Маски духа | страница 38
А тут еще эта коза. Где же я ее видел? Девочка какая-то. Мне еще девочек не хватало. Грязищи все-таки в этом Тирасполе! И как люди живут?
Нет, прав Синявский, прав. Знал, что говорил. Пустой он – сосуд ряженый. А Синявский раскусил. И себе на ус намотал. Или – на бороду.
А я тогда же, на другой день, пришел на эту Пляс де Вож. Подошел к дому, где Гюго жил, глянул на витрину и вижу: я стою. В плаще и в цилиндре. И с тростью в руке. За стеклом. Как рыба в аквариуме. И знаки руками подаю, чтобы выпустили. Ну что тут делать? Жалко же меня. Взял я тогда камень и саданул по витрине.
Тут, конечно, полицейские подбежали – и давай меня хватать. Алшутова на них не было. Но я тоже сообразил: на другого меня указал, он, дескать, виноват. Смотрят они – тот вроде подозрительней, с биркой. И повязали. А я стою, смотрю, как меня уводят, и мне меня жалко. Но и себя жалко, конечно. Как тут выберешь? В общем, сдал я его. То есть меня.
Нет, во всем все-таки виноват Пикассо. Это он всех на части делил. И меня поделил. А Синявский ни в чем не виноват. Хотя тоже, конечно, рыльце в пушку – Терца-то подставил поначалу, за кордон заслал. Ну а тот отыграл. Вот и получилось, что печатался за границей Терц, а посадили Синявского. Вот тебе и «нарцисс Саранский». Жаль, я тогда этого не знал, когда ко мне партийные приставали.
А могли бы и не посадить, кстати. Когда следователь на допросе прижал, было ведь искушение от всего откреститься, было! Не знаю, мол, никакого Терца, и все тут. Я – не я, и фамилия моя – Синявский. Вот паспорт. И пусть ищут. Но вовремя спохватился. Это что ж получится – Терца убить? А не выйдет ли промашки? Потому как себя от Абрашки Синявский к тому времени уж плохо отличал, вполне мог угодить не в того. А это уж, простите, самоубийство. Этакий метафорический суицид. Ну и сознался во всем. А следователь-то и поверил! А во что поверил, и сам, наверно, не понял. Ведь ситуация абсолютно идиотская: Терц признается, что он – Терц. А они верят и судят… Синявского. Тут голову запросто потерять можно.
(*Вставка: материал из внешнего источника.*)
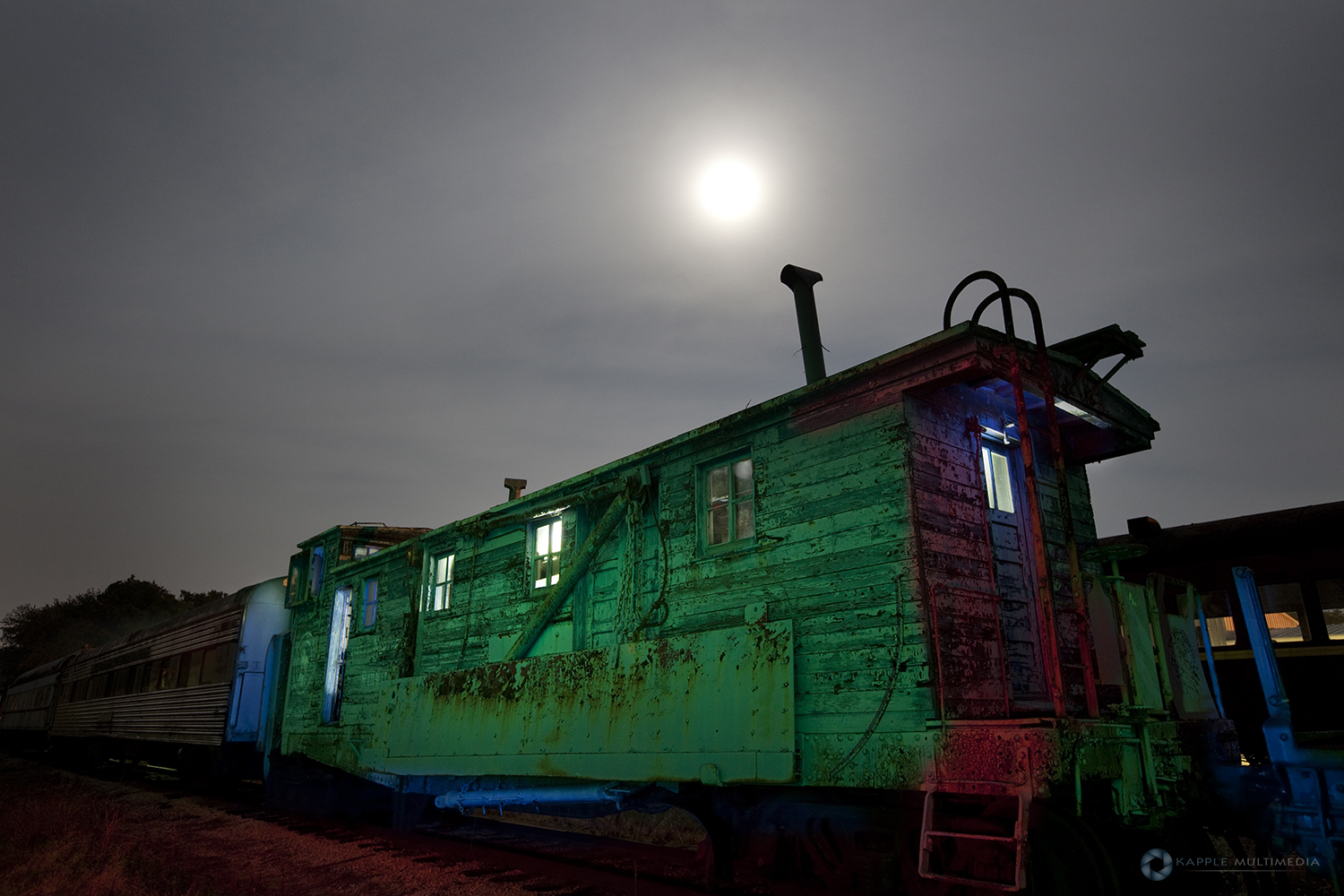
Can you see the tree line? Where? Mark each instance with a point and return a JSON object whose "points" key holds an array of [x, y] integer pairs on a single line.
{"points": [[31, 635]]}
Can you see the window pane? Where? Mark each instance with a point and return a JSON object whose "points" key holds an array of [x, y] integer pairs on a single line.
{"points": [[183, 669], [1282, 605], [719, 524], [746, 524], [1003, 485], [989, 477], [742, 478], [207, 669], [1332, 605], [718, 485], [1222, 633], [198, 659]]}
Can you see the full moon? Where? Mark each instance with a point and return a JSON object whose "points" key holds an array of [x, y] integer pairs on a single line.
{"points": [[728, 190]]}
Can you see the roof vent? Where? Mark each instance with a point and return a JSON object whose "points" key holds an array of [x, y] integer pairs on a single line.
{"points": [[801, 281], [1142, 527]]}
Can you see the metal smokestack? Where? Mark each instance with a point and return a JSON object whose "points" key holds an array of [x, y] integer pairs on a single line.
{"points": [[801, 280]]}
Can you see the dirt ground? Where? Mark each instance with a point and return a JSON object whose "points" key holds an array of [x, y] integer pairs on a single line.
{"points": [[64, 834]]}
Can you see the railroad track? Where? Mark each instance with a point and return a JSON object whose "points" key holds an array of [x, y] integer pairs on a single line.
{"points": [[532, 858]]}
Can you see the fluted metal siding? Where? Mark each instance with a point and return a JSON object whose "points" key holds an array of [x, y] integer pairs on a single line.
{"points": [[175, 715], [163, 641]]}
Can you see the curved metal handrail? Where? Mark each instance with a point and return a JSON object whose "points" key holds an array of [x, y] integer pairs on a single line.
{"points": [[1004, 295]]}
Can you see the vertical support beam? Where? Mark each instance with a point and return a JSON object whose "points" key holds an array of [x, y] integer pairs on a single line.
{"points": [[1045, 590], [1066, 512], [1209, 648], [1279, 727], [1156, 594]]}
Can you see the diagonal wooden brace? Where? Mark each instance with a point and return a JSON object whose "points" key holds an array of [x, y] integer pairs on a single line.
{"points": [[551, 600]]}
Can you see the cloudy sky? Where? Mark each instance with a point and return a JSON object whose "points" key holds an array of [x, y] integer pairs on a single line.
{"points": [[268, 268]]}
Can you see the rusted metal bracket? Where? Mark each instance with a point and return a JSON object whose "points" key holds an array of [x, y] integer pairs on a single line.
{"points": [[542, 613]]}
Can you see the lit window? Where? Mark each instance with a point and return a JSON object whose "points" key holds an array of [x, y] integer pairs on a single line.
{"points": [[546, 552], [443, 589], [1332, 606], [1284, 616], [336, 642], [1222, 632], [370, 602], [730, 498], [997, 481]]}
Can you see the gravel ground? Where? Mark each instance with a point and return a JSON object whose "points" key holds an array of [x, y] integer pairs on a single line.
{"points": [[64, 833]]}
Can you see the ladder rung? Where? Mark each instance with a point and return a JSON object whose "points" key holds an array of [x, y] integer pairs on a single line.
{"points": [[965, 836]]}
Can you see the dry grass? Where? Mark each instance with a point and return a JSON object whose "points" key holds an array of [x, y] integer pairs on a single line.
{"points": [[56, 839]]}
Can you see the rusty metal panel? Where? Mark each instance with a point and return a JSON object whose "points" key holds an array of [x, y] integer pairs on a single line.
{"points": [[712, 705]]}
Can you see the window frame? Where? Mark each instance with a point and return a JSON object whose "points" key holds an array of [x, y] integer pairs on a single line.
{"points": [[370, 600], [703, 505], [432, 602], [534, 530]]}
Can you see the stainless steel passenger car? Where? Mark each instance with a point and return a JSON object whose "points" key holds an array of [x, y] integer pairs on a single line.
{"points": [[29, 704], [185, 692]]}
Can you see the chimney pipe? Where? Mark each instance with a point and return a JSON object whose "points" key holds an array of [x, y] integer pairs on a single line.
{"points": [[801, 280]]}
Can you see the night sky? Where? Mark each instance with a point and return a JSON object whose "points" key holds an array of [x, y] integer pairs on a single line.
{"points": [[269, 268]]}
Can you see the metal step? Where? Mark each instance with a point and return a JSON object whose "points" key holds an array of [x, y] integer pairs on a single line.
{"points": [[929, 831]]}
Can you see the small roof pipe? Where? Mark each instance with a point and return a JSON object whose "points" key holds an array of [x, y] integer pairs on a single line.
{"points": [[801, 281]]}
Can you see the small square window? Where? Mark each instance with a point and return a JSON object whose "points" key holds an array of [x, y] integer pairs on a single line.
{"points": [[1222, 630], [1284, 616], [730, 503], [370, 602], [1332, 606], [441, 590], [547, 538]]}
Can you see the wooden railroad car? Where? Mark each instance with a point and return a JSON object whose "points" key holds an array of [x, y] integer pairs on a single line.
{"points": [[852, 629], [1298, 562]]}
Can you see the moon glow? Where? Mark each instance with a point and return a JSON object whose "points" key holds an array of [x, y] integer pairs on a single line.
{"points": [[728, 190]]}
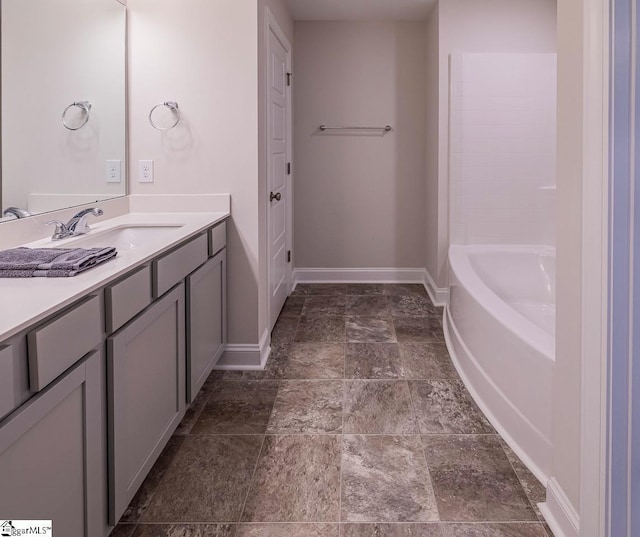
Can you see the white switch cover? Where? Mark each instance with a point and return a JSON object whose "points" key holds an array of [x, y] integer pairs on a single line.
{"points": [[145, 171], [114, 171]]}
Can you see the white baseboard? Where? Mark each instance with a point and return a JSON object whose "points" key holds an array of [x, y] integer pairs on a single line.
{"points": [[239, 357], [358, 275], [559, 513], [438, 295]]}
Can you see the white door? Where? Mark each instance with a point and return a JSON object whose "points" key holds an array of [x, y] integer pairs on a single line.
{"points": [[278, 174]]}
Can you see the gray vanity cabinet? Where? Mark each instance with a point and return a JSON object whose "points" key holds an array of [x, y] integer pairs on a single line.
{"points": [[51, 453], [206, 321], [146, 387]]}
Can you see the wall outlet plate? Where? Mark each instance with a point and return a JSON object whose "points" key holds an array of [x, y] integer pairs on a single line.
{"points": [[114, 171], [145, 171]]}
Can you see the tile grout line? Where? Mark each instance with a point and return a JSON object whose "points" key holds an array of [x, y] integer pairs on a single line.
{"points": [[422, 449], [524, 489], [255, 468]]}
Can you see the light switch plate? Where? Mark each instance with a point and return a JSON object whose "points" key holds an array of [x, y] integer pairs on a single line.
{"points": [[114, 171], [145, 171]]}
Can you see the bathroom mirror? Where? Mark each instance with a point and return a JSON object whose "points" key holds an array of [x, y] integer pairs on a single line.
{"points": [[63, 103]]}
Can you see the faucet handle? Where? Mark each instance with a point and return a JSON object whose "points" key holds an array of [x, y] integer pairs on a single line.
{"points": [[61, 230]]}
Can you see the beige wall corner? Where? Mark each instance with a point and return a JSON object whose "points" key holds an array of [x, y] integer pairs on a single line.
{"points": [[567, 378]]}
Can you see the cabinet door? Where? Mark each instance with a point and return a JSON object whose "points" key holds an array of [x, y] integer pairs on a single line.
{"points": [[50, 454], [206, 321], [146, 392]]}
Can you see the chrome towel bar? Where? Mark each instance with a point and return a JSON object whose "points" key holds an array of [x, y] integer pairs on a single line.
{"points": [[386, 128]]}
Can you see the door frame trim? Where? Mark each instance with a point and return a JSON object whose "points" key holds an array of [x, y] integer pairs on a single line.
{"points": [[271, 26]]}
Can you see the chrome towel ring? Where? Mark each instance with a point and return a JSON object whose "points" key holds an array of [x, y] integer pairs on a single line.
{"points": [[85, 106], [171, 105]]}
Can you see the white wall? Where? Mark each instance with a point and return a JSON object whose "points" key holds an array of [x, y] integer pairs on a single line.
{"points": [[204, 55], [490, 26], [567, 388], [359, 198], [55, 53], [502, 174]]}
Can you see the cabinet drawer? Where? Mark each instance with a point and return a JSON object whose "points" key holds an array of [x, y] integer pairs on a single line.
{"points": [[175, 266], [57, 345], [217, 238], [125, 299], [7, 388]]}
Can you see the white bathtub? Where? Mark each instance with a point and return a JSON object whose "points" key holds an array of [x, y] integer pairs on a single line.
{"points": [[500, 330]]}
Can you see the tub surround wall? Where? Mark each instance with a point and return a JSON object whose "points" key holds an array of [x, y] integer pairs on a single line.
{"points": [[563, 497], [502, 149], [359, 198], [492, 26]]}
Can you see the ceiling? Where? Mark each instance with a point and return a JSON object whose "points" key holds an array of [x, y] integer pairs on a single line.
{"points": [[361, 10]]}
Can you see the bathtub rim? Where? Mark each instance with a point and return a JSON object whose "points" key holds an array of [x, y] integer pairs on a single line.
{"points": [[502, 312]]}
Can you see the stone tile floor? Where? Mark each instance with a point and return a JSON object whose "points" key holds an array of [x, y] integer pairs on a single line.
{"points": [[358, 427]]}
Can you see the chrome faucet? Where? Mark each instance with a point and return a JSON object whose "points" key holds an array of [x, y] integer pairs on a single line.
{"points": [[16, 211], [76, 226]]}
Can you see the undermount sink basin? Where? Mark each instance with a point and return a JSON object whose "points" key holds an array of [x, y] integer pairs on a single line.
{"points": [[124, 238]]}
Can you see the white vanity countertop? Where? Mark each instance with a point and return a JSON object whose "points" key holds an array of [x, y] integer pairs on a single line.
{"points": [[26, 301]]}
Зато Синявский потом хитрее других оказался. Все понял. Все. Не только следователей – полмира обдурил, а предъявить уже было нечего. Кроме длинной белой бороды, какую тогда уже никто не носил. Только глазом косил. Но за это какой спрос? Мало ли?
Заперся в своей щели с примусом, кастрюльками, колбочками и колдовал. Формулу искал заветную. Варил. Метафору материализовывал. И материализовал-таки.